Atopic Dermatitis (cont.)
Gary W. Cole, MD, FAAD
Dr. Cole is board certified in dermatology. He obtained his BA degree in bacteriology, his MA degree in microbiology, and his MD at the University of California, Los Angeles. He trained in dermatology at the University of Oregon, where he completed his residency.
William C. Shiel Jr., MD, FACP, FACR
Dr. Shiel received a Bachelor of Science degree with honors from the University of Notre Dame. There he was involved in research in radiation biology and received the Huisking Scholarship. After graduating from St. Louis University School of Medicine, he completed his Internal Medicine residency and Rheumatology fellowship at the University of California, Irvine. He is board-certified in Internal Medicine and Rheumatology.
In this Article
- Atopic dermatitis facts
- What is atopic dermatitis?
- What is the difference between atopic dermatitis and eczema?
- How common is atopic dermatitis?
- What causes atopic dermatitis?
- Is atopic dermatitis contagious?
- What are atopic dermatitis symptoms and signs?
- Can atopic dermatitis affect the face?
- What are the stages of atopic dermatitis?
- How is atopic dermatitis diagnosed?
- What factors can aggravate atopic dermatitis?
- What are skin irritants in patients with atopic dermatitis?
- What are allergens?
- What are aeroallergens?
- What is the treatment for atopic dermatitis?
- What is the hope for long-term management of atopic dermatitis?
- Find a local Dermatologist in your town
How is atopic dermatitis diagnosed?
Atopic dermatitis is generally diagnosed based on a physical exam and visual inspection of the skin by a physician or dermatologist.

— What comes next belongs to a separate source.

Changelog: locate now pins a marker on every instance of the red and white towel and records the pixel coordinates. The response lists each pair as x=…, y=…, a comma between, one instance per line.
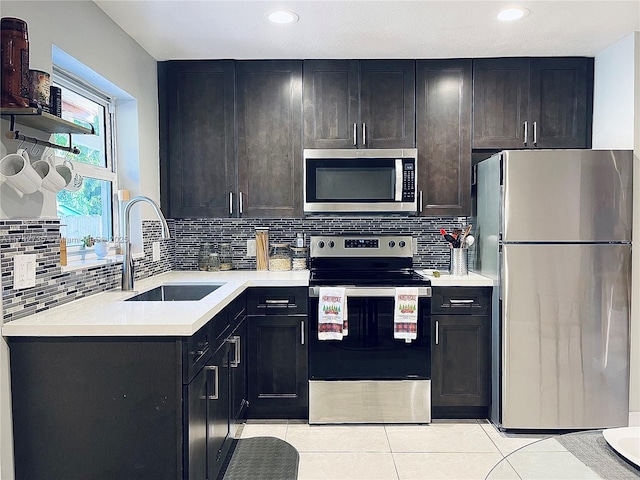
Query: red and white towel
x=405, y=314
x=332, y=313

Additionally, the history given by the patient and contributory family history help to support the diagnosis. A physician may ask about any history of similar rashes and other medical problems, including hay fever (allergies) and asthma.
A skin biopsy (a sample of a small piece of skin that is sent to the lab for examination under the microscope) is rarely helpful to establish the diagnosis. Many patients with severe atopic disease may have elevated numbers of white blood cells of allergy (eosinophils counts) in the blood and/or and elevated serum IgE levels. These tests can support the diagnosis of atopic dermatitis. Additionally, gentle skin swabs (long cotton tip applicator or Q-tip) samples may be sent to the lab to exclude infections of the skin which may mimic atopic dermatitis.
Since itching tends to be the main common symptom of the disease for many patients, it is not possible to say all itching is atopic dermatitis. Itching may be seen in many other medical conditions that have nothing to do with eczema. Each patient experiences a unique combination of symptoms, and the symptoms and severity of the disease may vary over time. The doctor bases the diagnosis on the individual's symptoms and may need to see the patient several times to make an accurate diagnosis. It is important for the doctor to rule out other diseases and conditions that might cause skin irritation. In some cases, the family doctor or pediatrician may refer the patient to a dermatologist or allergist (allergy specialist) for further evaluation.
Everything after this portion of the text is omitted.